Ma quella madre sciatta, disattenta, «poco consapevole del proprio ruolo genitoriale», queste le motivazioni delle psicologhe che hanno determinato il trasferimento delle bimbe in casa famiglia, è già sotto intercettazione. I dialoghi spiati ricostruiscono i suoi tentativi maldestri di indurre la maggiore delle sue figlie a mentire ai carabinieri. «Vedi quello che dici, tu ci fai andare in galera»: voleva zittire la bambina, ma quei risvolti osceni, taciuti dalla piccola in un primo momento, saranno agli atti di quello che, di lì a un anno, sarebbe diventato il testo dell'ordinanza di custodia cautelare per il «suo» Titò. Omicidio e violenza sessuale. Marianna? Sapeva tutto e taceva. «La mamma mi dice di stare zitta quando Titò mi fa quelle cose, dice che poi il dolore mi passa».

«Le accuse per l'omicidio di Fortuna vengono formulate mentre Marianna è ai domiciliari per aver coperto le violenze sulle sue figlie. Vive in un basso di via Santa Barbara, a Caivano. Con lei la madre. Altro personaggio indecifrabile. Entrambe le donne difendono Caputo a spada tratta. Non un dubbio. «Le bambine mentono, gli assistenti sociali hanno messo loro le parole in bocca». Dalla parte di Titò, contro le bambine. Ma può una madre tacere le violenze sulle sue figlie? E poi perché? Che ci sia un patto tra Titò e Marianna, un «accordo» scellerato che tutela entrambi? Antonio, il piccolo Antonio, morto in circostanze mai chiarite. Che Titò minacciasse la compagna di dire a tutti che il bambino lo aveva ucciso lei? Il silenzio sugli abusi sulle bambine, sull'omicidio di Fortuna, potrebbe essere la «contropartita» con la quale Caputo tiene in pugno Marianna.

E poi c'è stato l'elemento di rottura, inaspettato. A Secondigliano, la famiglia di Caputo, a Titò non crede. Diverse donne sostengono di averlo picchiato dopo aver saputo che aveva fatto «quelle cose» alle bambine.
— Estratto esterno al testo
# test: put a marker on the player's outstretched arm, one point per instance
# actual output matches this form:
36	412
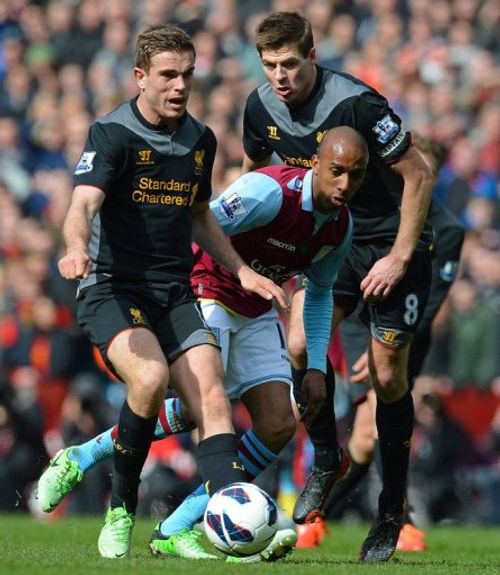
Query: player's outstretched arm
85	203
Tra loro sua sorella, Antonella, che a un certo punto vuota il sacco e accusa. «Marianna ha spinto Antonio giù dalla finestra, ero in casa sua quel giorno e ho visto tutto»: una chiave di lettura alla quale in un primo momento gli inquirenti non credono, una ricostruzione che un perito della procura smonta dopo un sopralluogo in quella casa maledetta. Marianna è indagata per la morte del figlio. Sul caso, a tre anni di distanza, ha aperto un fascicolo anche la sezione reati sessuali della procura di Napoli.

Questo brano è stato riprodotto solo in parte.